Sileno è una figura del mito greco, legata al vino e all’arcana sapienza: in quanto tale è precettore di Dioniso. Compare sul presepe napoletano sotto le spoglie di uno dei personaggi “irrinunciabili”: lo sai individuare?
Voglio parlare, ora, come faccio spesso, di mitologia greca e, questa volta, di Sileno.
Sarcofago al Museo del Campidoglio.
Fotografia di I. S.
Sicuramente sai che i Greci avevano una fervida fantasia e un profondo sentimento poetico della natura e della vita, così che, sviluppando gli spunti offerti dalle tradizioni dei popoli più antichi con i quali erano venuti in contatto, crearono una quantità di miti e di leggende, in cui affondano le radici la nostra letteratura e le nostre tradizioni. Pensa alla psicoanalisi di Freud: dove avrebbe, l’insigne scienziato, preso i nomi per i complessi che andava scoprendo, dei nomi poetici e immediatamente evocatori, intendo, se non avesse avuto a disposizione il patrimonio mitologico messo a disposizione dalla fantasia della grecità? Possaimo immaginare la psicanalisi senza il “complesso di Edipo”? Certo, l’avrebbe chiamato in qualche altro modo, ma non credo che sarebbe diventato così famoso, anche a livello popolare.
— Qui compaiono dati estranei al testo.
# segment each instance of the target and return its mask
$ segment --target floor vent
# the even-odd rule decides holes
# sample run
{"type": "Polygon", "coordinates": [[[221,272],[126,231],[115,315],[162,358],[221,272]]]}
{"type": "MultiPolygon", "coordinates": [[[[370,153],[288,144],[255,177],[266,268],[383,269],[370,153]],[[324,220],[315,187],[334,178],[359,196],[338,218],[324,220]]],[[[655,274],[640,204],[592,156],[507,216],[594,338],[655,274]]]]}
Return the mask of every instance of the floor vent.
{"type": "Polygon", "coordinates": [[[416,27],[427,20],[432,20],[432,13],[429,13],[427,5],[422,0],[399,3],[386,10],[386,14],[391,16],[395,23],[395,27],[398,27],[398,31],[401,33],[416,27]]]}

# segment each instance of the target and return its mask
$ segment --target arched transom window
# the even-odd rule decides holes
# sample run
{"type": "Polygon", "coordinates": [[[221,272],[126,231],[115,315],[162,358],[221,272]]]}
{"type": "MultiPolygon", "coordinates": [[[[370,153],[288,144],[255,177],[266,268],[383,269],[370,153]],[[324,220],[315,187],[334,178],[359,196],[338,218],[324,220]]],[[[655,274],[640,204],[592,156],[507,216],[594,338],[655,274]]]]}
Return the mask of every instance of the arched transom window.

I miti greci riposano al fondo di molte nostre manifestazioni culturali: e, naturalmente, costituiscono anche un elemento di sottofondo del presepe, soprattutto nella sua variante popolare. Come ho spesso notato, per esempio qui, i “pastori” del presepe popolare napoletano sono i personaggi che si incontrano (o che per lo meno si incontravano fino a qualche tempo fa) per le strade di Napoli e nei suoi dintorni, ma sono anche l’incarnazione di antiche divinità che, sotto quotidiane spoglie, si aggirano ancora fra noi.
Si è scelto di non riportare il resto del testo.